Todo cuanto ha sucedido durante los últimos años en Cataluña me ha sumido en una aflicción terrible. Y eso no ha sido cosa de mi carácter. Como tantos otros, he pulsado a diario mi ruptura emocional con una parte de Cataluña, que es institucional, económica y culturalmente hegemónica, mientras el gran cuerpo social al que yo he pertenecido permanece indefenso e inerte. Ser valenciano y bilingüe ha resultado una creencia mágica, la de mi identidad cultural compartida desde la Ribera del Xúquer, porque se ha probado como un lazo umbilical absurdo y falso. Siento el desconsuelo, la carne abierta que se duele, de la admiración por lo catalán, la luz de norte con la que se me educó en el hogar de mis padres. Esa Cataluña de la que hablé ha vomitado, por su tibieza, por su incapacidad para alcanzar nada, mi pueril salvoconducto. Una calavera hecha de obstinación, ignorancia, intransigencia, delirio e ira, que silabea burlona que quienes no nos plegamos ante la hegemonía hemos de vernos siempre en tierra extraña. Somos malos catalanes. He descubierto en esa respuesta el odio viejo del nacionalismo viejo, que es intrínsecamente malo y que solo alberga racismo, xenofobia y la incapacidad para competir en un mundo global que se desconoce y se teme.

He constatado que mis hijos, las bestias que hablan mejor el castellano, serán una excrecencia plúmbea que habrá de purificar, para un cuerpo nacional y místico, un escarpelo milenario e implacable. Serán un sol negro. Nada de lo que ya nos ha pasado juntos les importará jamás. Pero los hegemónicos deforman el lenguaje, lo han conquistado por completo y hablan de democracia, libertad, derechos, dignidad, afecto. Una nueva forma de violencia pertinaz. Todos los días, en todas partes.

Para los que quedan aquí, barrunto la traición de España. Con el tiempo serán abandonados. Una hermandad secreta de rostros clandestinos, la resistencia social, que tomará fugazmente el momento con alguna estratagema imprevista, para pronto recular hasta un bosque denso, crecido de la vergüenza de quienes les dejarán solos.

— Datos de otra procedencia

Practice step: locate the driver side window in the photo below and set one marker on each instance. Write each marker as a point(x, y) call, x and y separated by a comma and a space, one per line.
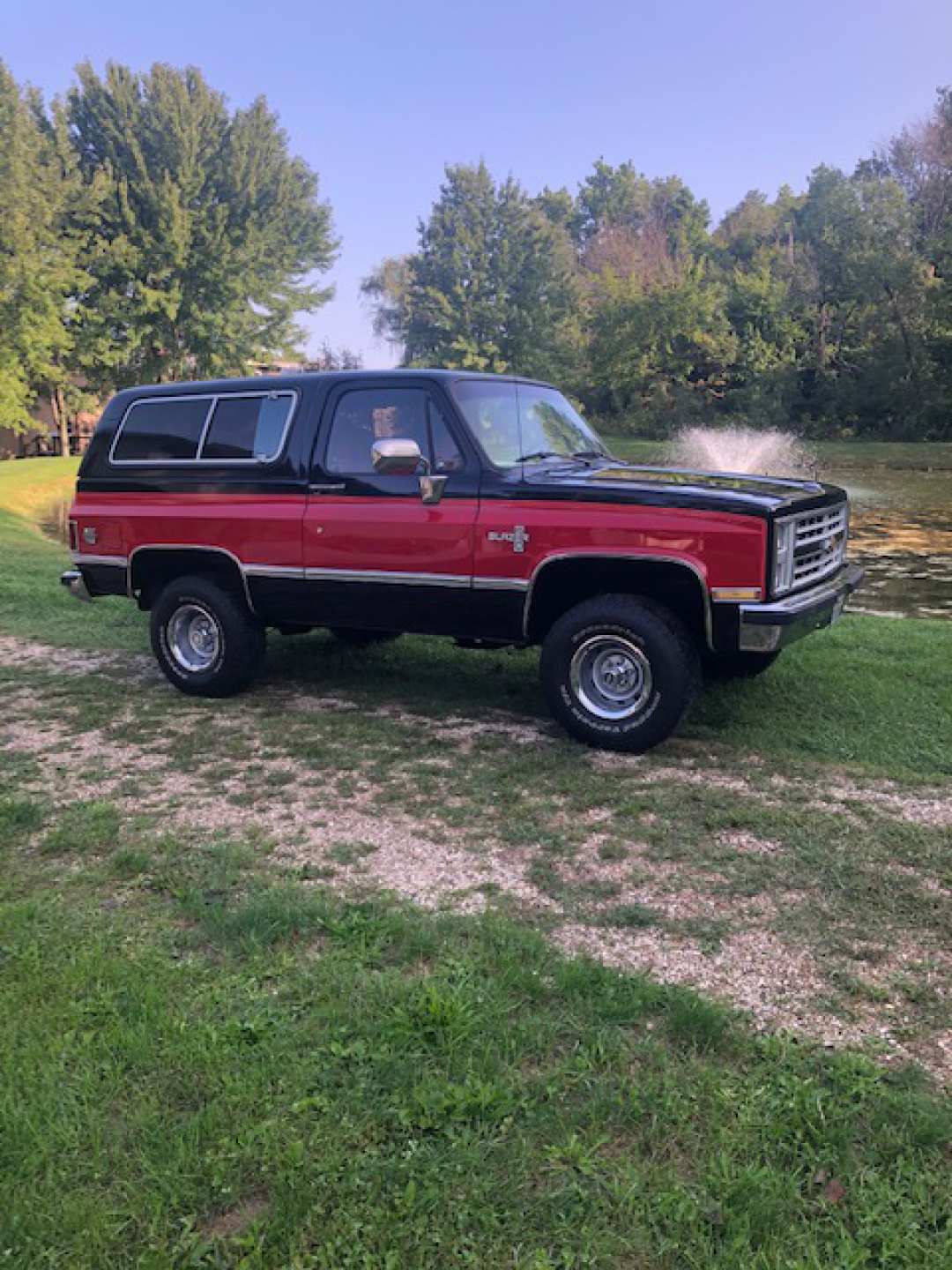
point(366, 415)
point(374, 415)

Yo dejaré de hablar sobre Cataluña. Como Edmund de Waal, mis hijos o mis nietos o sus descendientes tendrán que recorrer algunos de sus rincones y componer el mosaico de mi vida aquí. Yo no podría hacerlo. Como reprocha el autor, todo estaría salpicado de niebla, tibieza, claroscuro: la flacidez de las emociones que acabarían por emborronar el hilo de la historia. Lo importante serán los objetos, las pisadas, pequeñas cosas. No hablaré sobre Cataluña, nada quedaría claro. Es demasiado el amor y el daño que nos hemos causado y, de manera irremediable, siempre hemos de pertenecernos.